Kaltim Live! Samarinda – Ekowisata atau ecotourism yang dimiliki Kalimantan Timur, tak sekadar potensi alam yang bisa dengan mudah dinikmati setiap orang.
Banyak aspek yang bisa menjadikan ekowisata yang berdaya saing dan bernilai edukasi dan ekonomi tinggi.
“Ekowisata tidak hanya destinasi (daya tarik), tetapi ada edukasi. Ada story (cerita) dibalik daya tarik di dalamnya,” kata Sekretaris Daerah Provinsi Kaltim Sri Wahyuni saat Marfish Seminar Series 01 Danau Kakaban di Gedung Profesor Dr H Masjaya Universitas Mulawarman Samarinda, beberapa waktu lalu.
Bahkan diungkapnya, tidak sedikit ekowisata terkait aset (benda/satwa) purbakala di suatu daerah, sehingga perlu literasi untuk menikmatinya.
“Selain masyarakat lebih mengerti kawasan yang dikunjungi. Juga, perlindungan terhadap aset itu sendiri agar tidak terganggu bahkan hilang dan punah,” bebernya.
Baca berita Kaltim Live! Wisata Alam di Kaltim Harus Lebih Seru
Demikian potensi ekowisata untuk Pulau Kakaban dengan ubur-uburnya yang memiliki keunikan tersendiri dan tidak ada di negara lain.
“Kalau di Maluku ada moluska, maka di Kaltim ada ubur-ubur yang bisa menjadi cikal bakal geopark di kawasan laut,” jelasnya.
Ubur-ubur di Kakaban Kabupaten Berau, ujarnya, salah satu satwa purbakala jutaan tahun lalu yang masih berevolusi dan bertahan hingga saat ini.
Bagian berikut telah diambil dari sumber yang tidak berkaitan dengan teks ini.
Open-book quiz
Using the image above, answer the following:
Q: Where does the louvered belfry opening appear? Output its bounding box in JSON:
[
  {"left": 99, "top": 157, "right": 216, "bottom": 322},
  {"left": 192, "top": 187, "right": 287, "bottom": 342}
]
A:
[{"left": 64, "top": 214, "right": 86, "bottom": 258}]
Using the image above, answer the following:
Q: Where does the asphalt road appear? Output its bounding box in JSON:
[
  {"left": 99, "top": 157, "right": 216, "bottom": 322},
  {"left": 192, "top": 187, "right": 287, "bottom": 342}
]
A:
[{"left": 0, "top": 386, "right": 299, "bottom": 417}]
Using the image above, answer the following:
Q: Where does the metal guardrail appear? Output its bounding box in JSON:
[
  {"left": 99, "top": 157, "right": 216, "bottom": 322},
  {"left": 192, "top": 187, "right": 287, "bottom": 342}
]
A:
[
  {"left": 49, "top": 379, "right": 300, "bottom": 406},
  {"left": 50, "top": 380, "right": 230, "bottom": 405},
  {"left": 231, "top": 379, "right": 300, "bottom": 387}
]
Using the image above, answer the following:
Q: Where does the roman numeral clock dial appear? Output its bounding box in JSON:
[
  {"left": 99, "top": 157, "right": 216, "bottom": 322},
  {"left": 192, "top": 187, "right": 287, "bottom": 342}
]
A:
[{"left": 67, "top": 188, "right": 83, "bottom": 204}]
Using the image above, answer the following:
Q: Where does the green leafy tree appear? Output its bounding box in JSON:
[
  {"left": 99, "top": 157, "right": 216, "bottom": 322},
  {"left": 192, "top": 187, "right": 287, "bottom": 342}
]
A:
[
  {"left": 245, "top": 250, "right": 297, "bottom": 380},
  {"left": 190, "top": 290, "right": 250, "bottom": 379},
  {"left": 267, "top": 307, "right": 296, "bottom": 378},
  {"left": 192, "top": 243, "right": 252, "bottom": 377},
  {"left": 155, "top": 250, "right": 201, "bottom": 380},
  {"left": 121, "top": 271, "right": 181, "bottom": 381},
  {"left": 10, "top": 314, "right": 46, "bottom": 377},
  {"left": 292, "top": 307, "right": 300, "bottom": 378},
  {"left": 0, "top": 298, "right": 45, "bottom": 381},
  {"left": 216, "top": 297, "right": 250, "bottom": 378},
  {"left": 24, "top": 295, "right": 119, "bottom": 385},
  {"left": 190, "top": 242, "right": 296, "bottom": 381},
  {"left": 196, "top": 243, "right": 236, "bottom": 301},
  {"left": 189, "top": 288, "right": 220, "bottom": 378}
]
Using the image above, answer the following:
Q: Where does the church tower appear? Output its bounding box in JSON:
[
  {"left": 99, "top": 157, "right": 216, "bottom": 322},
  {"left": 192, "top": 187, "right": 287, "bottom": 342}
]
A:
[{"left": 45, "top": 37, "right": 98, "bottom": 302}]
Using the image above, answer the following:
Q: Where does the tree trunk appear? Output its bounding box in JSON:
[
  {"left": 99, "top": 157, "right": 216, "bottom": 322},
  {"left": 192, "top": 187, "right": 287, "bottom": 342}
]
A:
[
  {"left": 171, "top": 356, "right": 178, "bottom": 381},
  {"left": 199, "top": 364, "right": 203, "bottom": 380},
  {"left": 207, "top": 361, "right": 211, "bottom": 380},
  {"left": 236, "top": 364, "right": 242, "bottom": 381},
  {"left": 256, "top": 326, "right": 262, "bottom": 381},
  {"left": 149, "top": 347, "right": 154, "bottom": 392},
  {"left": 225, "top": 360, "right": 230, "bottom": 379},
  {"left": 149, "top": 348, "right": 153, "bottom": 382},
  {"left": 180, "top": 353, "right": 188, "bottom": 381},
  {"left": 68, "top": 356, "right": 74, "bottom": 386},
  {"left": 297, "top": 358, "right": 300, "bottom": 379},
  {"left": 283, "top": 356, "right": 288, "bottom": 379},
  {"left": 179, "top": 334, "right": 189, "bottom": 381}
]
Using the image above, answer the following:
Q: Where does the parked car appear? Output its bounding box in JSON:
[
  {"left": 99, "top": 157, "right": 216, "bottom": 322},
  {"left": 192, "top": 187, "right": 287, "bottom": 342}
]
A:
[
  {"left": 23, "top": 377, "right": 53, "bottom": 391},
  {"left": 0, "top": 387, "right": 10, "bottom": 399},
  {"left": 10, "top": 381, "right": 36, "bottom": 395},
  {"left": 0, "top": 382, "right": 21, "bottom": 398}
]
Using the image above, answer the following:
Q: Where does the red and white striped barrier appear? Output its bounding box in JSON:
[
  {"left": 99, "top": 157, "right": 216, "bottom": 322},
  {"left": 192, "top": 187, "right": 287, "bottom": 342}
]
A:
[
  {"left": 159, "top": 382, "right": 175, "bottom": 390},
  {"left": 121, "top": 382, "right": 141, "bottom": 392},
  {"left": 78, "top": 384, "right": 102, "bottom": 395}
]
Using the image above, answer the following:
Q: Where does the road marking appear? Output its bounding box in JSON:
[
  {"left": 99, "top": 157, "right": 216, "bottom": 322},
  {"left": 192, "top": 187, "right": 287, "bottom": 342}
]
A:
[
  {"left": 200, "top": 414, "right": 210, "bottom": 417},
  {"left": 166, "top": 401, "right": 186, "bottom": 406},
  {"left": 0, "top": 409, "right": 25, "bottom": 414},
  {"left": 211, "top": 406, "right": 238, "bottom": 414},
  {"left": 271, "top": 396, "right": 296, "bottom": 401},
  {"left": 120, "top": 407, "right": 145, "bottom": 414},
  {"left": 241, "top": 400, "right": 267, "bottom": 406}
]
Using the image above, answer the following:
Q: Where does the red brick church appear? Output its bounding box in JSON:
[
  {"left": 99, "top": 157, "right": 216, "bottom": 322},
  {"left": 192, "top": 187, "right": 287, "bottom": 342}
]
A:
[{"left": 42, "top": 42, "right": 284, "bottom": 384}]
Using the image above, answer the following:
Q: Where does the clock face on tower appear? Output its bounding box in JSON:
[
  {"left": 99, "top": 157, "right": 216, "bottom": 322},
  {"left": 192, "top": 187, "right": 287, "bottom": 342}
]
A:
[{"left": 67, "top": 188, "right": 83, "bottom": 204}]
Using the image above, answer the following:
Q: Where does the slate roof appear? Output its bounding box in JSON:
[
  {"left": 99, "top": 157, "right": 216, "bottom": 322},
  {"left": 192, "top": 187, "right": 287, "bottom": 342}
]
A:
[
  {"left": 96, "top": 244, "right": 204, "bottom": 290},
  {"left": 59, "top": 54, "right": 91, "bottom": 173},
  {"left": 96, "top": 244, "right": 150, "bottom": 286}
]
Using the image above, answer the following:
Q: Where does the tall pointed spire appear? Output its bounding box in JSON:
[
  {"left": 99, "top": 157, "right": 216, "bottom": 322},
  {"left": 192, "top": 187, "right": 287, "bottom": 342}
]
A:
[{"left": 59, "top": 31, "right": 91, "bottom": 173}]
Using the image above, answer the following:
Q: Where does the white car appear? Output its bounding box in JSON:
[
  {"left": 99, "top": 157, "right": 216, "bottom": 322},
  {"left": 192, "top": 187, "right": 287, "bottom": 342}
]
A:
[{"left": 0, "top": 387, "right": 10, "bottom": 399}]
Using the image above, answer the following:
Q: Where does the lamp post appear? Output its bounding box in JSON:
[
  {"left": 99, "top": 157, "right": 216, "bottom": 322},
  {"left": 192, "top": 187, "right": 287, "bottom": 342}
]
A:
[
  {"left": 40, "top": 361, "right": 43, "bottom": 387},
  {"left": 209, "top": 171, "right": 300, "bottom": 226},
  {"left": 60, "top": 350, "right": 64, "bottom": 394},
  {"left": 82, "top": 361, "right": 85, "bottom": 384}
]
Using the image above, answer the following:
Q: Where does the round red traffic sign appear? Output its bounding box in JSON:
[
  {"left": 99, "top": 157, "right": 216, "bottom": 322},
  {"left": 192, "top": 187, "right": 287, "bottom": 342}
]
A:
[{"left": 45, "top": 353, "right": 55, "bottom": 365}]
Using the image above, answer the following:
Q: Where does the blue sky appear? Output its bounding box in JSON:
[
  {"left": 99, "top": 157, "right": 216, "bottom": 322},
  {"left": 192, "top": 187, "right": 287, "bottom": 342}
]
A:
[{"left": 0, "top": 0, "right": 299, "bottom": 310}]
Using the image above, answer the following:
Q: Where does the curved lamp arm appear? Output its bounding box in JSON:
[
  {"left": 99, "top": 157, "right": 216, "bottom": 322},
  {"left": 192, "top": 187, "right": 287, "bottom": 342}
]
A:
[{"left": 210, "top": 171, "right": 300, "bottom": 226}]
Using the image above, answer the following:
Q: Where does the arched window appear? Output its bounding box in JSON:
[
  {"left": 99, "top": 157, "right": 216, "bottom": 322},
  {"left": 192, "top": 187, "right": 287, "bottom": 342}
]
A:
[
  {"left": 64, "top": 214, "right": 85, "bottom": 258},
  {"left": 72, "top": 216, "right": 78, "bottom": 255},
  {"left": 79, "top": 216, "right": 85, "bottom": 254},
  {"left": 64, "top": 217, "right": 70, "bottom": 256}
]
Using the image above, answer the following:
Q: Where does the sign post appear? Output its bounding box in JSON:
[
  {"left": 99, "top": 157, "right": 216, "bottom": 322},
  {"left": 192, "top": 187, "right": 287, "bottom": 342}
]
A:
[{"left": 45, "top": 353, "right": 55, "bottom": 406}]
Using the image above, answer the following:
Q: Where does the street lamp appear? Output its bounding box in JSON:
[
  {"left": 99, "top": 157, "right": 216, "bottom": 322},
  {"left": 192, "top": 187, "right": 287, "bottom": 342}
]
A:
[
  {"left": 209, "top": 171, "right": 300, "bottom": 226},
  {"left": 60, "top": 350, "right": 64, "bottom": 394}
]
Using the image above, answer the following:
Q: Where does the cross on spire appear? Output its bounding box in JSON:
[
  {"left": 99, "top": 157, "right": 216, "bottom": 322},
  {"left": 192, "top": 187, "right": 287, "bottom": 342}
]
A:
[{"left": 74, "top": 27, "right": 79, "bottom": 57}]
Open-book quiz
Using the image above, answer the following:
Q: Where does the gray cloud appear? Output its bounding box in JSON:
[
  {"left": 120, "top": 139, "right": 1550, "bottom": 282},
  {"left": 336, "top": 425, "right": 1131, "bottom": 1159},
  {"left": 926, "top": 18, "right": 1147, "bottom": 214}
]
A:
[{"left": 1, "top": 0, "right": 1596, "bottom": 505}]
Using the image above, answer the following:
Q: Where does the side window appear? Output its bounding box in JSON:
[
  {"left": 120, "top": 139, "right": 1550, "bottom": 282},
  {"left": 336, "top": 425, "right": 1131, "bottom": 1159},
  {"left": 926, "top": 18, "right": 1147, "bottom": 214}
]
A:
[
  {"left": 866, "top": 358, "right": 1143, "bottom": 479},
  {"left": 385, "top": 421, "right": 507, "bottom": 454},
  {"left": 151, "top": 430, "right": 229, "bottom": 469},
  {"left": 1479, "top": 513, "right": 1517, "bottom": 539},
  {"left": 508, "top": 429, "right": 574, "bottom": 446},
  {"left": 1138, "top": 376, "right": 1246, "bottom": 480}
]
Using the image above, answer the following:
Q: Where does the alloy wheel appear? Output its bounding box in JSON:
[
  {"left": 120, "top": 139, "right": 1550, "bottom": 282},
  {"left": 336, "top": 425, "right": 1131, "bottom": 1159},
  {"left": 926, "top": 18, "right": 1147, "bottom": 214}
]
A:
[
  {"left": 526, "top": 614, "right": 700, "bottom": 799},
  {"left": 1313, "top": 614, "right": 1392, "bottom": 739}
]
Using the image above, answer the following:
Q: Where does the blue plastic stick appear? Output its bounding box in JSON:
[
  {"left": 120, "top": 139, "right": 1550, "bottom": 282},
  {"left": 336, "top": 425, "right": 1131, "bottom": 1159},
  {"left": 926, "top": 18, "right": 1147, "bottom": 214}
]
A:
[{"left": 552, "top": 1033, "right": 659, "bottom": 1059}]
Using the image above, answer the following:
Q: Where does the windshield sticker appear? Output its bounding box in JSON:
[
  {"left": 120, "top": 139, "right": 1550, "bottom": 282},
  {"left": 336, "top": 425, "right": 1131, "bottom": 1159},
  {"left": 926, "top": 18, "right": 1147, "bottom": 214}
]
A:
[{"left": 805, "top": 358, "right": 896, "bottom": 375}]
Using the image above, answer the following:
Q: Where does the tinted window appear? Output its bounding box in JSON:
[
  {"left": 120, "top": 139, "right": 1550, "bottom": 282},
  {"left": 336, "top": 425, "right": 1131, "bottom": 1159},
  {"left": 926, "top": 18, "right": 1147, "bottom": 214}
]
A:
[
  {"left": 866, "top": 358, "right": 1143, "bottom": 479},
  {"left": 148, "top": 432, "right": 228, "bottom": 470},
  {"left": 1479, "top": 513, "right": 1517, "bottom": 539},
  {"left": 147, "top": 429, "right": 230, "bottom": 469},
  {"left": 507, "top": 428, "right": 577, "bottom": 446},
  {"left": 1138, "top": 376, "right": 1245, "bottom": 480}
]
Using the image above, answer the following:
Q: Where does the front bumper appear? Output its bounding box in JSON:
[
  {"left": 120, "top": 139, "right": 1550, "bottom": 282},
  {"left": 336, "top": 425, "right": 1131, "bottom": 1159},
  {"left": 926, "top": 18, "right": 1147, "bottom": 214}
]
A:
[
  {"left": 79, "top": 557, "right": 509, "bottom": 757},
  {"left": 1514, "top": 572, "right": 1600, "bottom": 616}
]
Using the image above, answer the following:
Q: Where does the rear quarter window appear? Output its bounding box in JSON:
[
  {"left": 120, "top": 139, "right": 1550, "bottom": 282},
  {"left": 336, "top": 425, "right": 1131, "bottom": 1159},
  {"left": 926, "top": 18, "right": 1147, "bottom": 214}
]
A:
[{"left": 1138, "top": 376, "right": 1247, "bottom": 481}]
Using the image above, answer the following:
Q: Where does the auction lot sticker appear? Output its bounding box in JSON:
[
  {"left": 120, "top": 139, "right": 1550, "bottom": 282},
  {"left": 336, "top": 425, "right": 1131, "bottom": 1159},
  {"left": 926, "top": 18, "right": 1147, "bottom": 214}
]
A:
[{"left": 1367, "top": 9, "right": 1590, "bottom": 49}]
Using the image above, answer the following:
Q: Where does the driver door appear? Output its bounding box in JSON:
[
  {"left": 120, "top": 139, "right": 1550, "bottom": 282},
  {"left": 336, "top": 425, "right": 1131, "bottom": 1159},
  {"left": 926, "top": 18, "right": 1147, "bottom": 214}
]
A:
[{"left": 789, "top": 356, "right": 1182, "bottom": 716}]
Sekda Sri pun mencontohkan negara Nepal yang membatasi (seleksi dan tarif tertentu) bagi orang datang berkunjung untuk menikmati destinasi wisatanya.
“Bayangkan, orang harus rela antri sampai lebih 3 bulan, baru bisa masuk ke Nepal untuk mengunjungi kawasan ekowisata di sana,” ungkapnya.
Baca berita Kaltim Live! Jaga Ekosistem Mangrove, Jadikan Tempat Wisata dan Pusat Pendidikan
Menurut Sekda, kebijakan yang diberlakukan Nepal juga bisa dibuat di Indonesia. Khususnya Pemerintah Provinsi Kalimantan Timur untuk Pulau Kakaban.
“Kenapa perlu ada pembatasan dan seleksi? Ini terkait daya dukung Kakaban sebagai kawasan ekowisata,” tegasnya.
Karenanya, penting literasi bahwa ubur-ubur Pulau Kakaban memiliki value yang sangat tinggi dari nilai konservasi, sejarah dan edukasi.
“Ecotourism (ekowisata) tidak bisa disetarakan dengan mass tourism (wisata massal). Karena ada nilai-nilai dan daya dukung yang harus dijaga,” pungkasnya. (Kaltim Live)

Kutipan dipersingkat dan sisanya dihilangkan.